“Is craft beer burning out?” asks the very perceptive Burnt Out Beer Guy, also known as Darren Packman, in an article on his self-named blog. Beer craft is getting left behind as brewers race to put out new variations of the same thing every couple weeks to keep up with the demand for the new, instead of refining what they have to make it even better.
He blames the upcoming flame-out on the demand for something new every week by the “App-drinking” crowd and the brewers who “because of their relentless drive to recreate beer…have inadvertently spawned a consumer culture where beer doesn’t necessarily need to be great anymore”.

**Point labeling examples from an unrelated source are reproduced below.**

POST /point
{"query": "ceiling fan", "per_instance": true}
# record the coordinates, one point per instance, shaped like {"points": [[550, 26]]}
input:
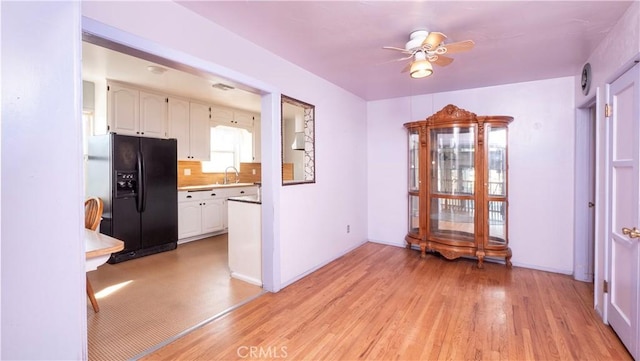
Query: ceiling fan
{"points": [[425, 48]]}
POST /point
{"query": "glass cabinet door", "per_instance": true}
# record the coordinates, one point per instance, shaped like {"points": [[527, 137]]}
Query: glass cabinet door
{"points": [[496, 160], [453, 219], [414, 160], [414, 214], [497, 185], [453, 160], [452, 210], [414, 182]]}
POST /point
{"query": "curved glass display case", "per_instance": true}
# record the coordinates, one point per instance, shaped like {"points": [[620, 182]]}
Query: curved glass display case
{"points": [[458, 185]]}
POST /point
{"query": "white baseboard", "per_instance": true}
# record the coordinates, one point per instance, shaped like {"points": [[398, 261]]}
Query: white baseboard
{"points": [[245, 278], [317, 267]]}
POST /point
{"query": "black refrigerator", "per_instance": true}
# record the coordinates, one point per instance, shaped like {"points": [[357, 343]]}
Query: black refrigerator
{"points": [[136, 178]]}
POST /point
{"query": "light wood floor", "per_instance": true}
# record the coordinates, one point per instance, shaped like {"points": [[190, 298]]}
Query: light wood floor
{"points": [[145, 301], [382, 303]]}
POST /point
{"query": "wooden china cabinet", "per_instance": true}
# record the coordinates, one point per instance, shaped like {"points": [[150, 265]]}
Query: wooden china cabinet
{"points": [[458, 185]]}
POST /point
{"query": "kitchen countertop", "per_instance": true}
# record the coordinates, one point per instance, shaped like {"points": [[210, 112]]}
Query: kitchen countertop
{"points": [[247, 199], [208, 187]]}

Tough, harsh words in the era of plenty but a nice antidote to “IPAs so cloudy they look like radioactive pond water, double mocha-wocha choco-vanilla fudgy wudgy pastry stouts, DDH fruit smoothies (that’s Double Dry Hopped for the uninitiated) and salty goses that taste like gym instructor sweat”.
He calls out the need for a brewery to have multiple versions of every style, “many of which taste pretty much the same because they really are the same. Just add another kilo or two of dry hops and you get two beers from one. There’s simply no time left over these days to refine. It’s corner-cutting, sloppy but inevitable as brewers come under increasing pressure to conjure up something different every week”.

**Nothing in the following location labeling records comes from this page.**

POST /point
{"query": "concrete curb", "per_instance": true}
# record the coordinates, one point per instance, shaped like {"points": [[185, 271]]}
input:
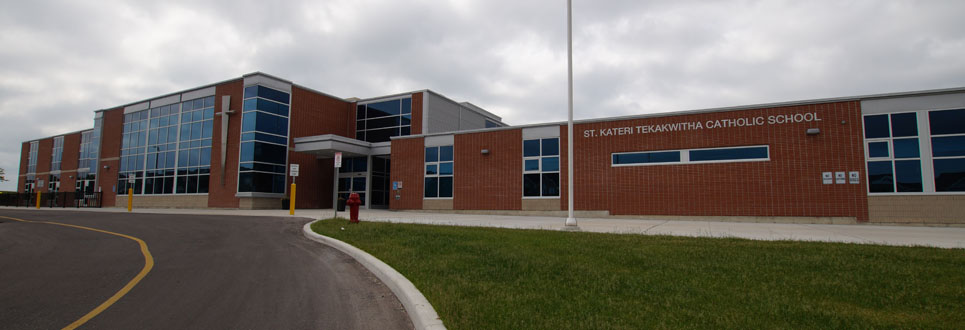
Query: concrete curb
{"points": [[420, 311]]}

The solution: “…we can all slow down a bit, smell the hops and enjoy being in the ‘beer and now’ once in a while.” It’s a good, entertaining read by Packman so take a look.
Post-snob era
Once you have finished reading Packman’s take on the state of the craft, take a look at Vinepair’s article by Tara Nurin who backs up his argument by noting that craft drinkers have started sneaking in some Miller Lites and Bud Light beers.

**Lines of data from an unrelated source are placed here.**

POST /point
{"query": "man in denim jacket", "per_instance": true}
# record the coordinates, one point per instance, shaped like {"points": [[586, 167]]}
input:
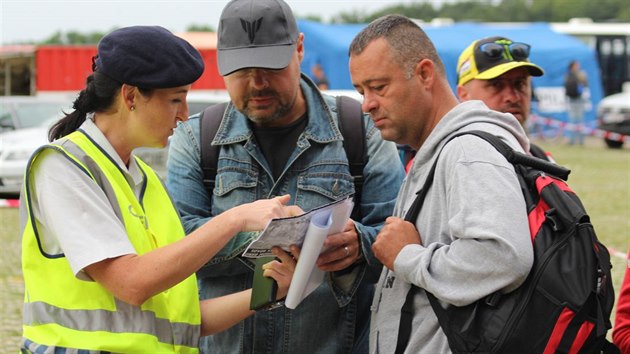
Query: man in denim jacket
{"points": [[280, 135]]}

Here in Belgium that would be the equivalent of buying a case of Maes or Jupiler, which I admit I occasionally do to clear the palate of all those craft beer! Sometimes I just want something simple and clean and refreshing.
Blogger Tierney Pomone calls such people “recovering beer snobs”. Nurin notes “recovered beer snobs, also known as ‘geeks’ or ‘nerds’, are generally Gen Xers who’ve spent years swirling and sniffing taster-sized samples, waiting in line for Heady Topper, and posting pictures of their beer hauls. They’ve gone through a lupulin threshold shift that carried them from IPAs to 100-IBU imperial IPAs, and then on to sours because their palates had basically grown numb to anything that didn’t blow it to pieces”.
Palate fatigue is a real trend says Nurin, with breweries now moving to making lighter styles. Sales figures in the US indicate that pilsners, blonde ales and wheat beers are gaining market share, though IPA remains overwhelmingly dominant.
I think the import of both articles is: stop the race to record on Untappd and go back to enjoying beer as a simple pleasure. Don’t stop the craft, but allow it to blossom. Take time to enjoy a sip, rather than get through the beer list. Hmm. What a beer idiot thing to do!